Her Abby returns to Niagara after a long and mysterious absence to deal with her family’s dilapidated motel. She investigates that rekindled kidnapping memory, which may be connected to a shady land developer, circus performers and a podcaster, played by filmmaker David Cronenberg, who shares paranoid conspiracy theories about Niagara’s history. If Clifton Hill is Shin’s Chinatown, the iconic genre director is here to cast a John Huston-sized shadow over it.

Middleton goes on to praise both Shin and Schultz for writing women in a way that doesn’t devolve into typical male-isms.
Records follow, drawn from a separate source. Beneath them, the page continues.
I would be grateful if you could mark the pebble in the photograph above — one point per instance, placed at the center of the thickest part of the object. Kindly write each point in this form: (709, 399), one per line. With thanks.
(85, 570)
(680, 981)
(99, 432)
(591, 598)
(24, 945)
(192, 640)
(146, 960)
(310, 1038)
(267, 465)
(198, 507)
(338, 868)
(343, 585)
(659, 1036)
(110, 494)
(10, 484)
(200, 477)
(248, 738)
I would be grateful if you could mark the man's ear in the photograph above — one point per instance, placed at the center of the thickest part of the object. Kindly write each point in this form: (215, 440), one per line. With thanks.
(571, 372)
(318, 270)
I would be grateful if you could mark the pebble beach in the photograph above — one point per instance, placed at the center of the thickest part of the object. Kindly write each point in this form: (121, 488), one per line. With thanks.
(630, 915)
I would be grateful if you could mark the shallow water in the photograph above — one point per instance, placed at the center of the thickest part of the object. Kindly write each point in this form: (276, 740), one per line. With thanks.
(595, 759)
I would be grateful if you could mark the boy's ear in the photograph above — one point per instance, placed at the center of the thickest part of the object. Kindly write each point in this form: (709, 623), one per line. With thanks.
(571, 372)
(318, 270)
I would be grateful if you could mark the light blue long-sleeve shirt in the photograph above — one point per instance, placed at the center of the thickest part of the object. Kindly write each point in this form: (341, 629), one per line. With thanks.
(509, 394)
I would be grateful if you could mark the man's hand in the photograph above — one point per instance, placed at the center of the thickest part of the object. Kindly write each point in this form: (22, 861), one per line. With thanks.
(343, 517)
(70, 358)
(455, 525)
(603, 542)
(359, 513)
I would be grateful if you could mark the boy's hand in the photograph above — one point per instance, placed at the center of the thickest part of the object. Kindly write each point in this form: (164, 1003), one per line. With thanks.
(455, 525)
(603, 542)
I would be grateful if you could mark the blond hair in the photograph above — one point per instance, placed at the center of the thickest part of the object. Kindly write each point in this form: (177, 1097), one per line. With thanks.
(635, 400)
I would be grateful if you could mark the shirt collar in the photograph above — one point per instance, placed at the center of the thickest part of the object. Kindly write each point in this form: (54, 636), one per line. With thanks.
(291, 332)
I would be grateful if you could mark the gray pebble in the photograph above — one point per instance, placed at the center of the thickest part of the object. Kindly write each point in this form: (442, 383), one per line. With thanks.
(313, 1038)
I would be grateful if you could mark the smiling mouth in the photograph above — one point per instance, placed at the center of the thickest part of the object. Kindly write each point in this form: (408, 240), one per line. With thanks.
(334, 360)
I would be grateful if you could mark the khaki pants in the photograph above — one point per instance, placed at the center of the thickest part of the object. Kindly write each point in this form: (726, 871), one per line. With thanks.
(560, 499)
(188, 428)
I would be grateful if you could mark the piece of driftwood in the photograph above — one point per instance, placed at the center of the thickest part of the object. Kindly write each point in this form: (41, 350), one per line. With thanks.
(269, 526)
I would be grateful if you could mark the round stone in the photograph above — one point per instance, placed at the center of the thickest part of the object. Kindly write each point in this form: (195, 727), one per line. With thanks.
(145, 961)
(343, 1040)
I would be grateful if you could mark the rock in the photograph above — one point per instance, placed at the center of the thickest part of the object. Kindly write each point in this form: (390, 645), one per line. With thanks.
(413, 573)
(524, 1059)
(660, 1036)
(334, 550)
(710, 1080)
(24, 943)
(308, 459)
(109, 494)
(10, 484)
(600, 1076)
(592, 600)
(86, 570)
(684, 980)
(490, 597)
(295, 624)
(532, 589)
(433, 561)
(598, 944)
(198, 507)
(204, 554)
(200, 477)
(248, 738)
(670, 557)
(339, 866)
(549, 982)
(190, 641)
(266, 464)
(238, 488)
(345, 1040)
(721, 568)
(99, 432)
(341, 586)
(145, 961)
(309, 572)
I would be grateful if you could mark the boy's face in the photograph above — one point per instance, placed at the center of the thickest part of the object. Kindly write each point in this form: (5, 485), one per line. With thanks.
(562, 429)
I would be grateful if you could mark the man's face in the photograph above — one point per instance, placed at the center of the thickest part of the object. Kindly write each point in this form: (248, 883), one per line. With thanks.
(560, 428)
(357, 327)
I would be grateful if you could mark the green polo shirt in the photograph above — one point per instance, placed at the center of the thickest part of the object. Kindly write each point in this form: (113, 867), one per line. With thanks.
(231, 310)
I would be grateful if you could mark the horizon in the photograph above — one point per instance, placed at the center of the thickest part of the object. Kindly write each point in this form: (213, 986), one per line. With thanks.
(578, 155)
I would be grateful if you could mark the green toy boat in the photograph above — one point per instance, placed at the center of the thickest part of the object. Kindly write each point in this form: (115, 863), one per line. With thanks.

“It’s a story about obsession,” she says. “It not about a woman chasing a man, or a woman trying to do something to impress a man, or for a man, or because of a man. And there’s no point where there’s just a scene where she’s inexplicably walking around in a bra. That’s one of those things you find written into a script and you’re like, ‘Wait! What?’”

Hannah Gross Clifton Hill

Samuel Engelking

Hannah Gross on the set of Albert Shin’s Clifton Hill

“It is not a superficial reaction to this current shift happening in film and television,” adds Gross about the script. (The first draft was finished in early 2016.) “You see people pushing for the ‘strong female lead’ but it’s without substance. It is still another version of some male’s fantasy of what a strong female is. Albert and James just wrote about people.”

Gross also describes how they imagined Niagara Falls as “heightened and elevated” with a loose and weird energy.

It’s a cliché, but Niagara Falls really is a character in the movie, a place as contradictory and ambiguous as the pathological liar Middleton portrays.

The British actor is enjoying the Falls for the first time. Her hotel room overlooks the natural wonder. She enjoys the sight every morning but has been especially observant about the lifestyle in town during low season, when the Falls are turned down, the gamblers remain and the people in the hollowed-out karaoke bars sing like they’re looking for release from small-town life.

“There’s almost a sadness about it,” says Middleton. “It feels eerie walking around a town that is supposed to be full of people with lots of bright lights flashing.”

The Clifton Hill BIA doesn’t want to admit there’s a low season, but it’s that period between November and March when most tourists leave and the place takes on a life of its own that Shin finds more interesting.

“I wanted to make Niagara Falls as cool, interesting and mysterious as I remember it growing up,” says Shin. “It’s a tourist town. But also a border town. There’s this incredible natural wonder. But around it they built this other thing. Come for the Falls, stay for the cotton candy. Niagara Falls has always had this mentality.”

As an example of Niagara’s baroque sideshow attractions, Shin recounts an event from 1827. Hotel owners attempted to lure tourists by buying a dilapidated “pirate ship,” filling it with animals like Noah’s Ark and sending it over the Falls. They advertised panthers, wild cats and wolves. They ended up with buffalo, raccoons, dogs, geese and two small bears. The bears jumped ship and swam to Goat Island, able to swim free because no one would dare tie them down to the boat. Most other animals perished when the boat crashed at the bottom.

There are approximately 25 suicides at Niagara Falls per year, and connections to the Mafia and the Hells Angels. Then there’s Sir Harry Oakes, whose name is still all over Niagara. In 1943, he was found murdered, covered in petrol and feathers in the Bahamas, which is where he was protecting his fortune from Canadian taxes.

All that history adds shading to Shin’s movie, which is about the contrast between Clifton Hill’s neon lights, the Falls’ breathtaking beauty and dark currents surging below. It’s a contrast Middleton feels when she looks out from her hotel room.

“If you stand with your back to the town and look at this incredible waterfall,” she says, “it’s amazing to think there is all this stuff going on behind you: this massive amount of tourism, the casinos, the money. I’m sure there’s a lot of stuff going on behind the scenes that we don’t know about.”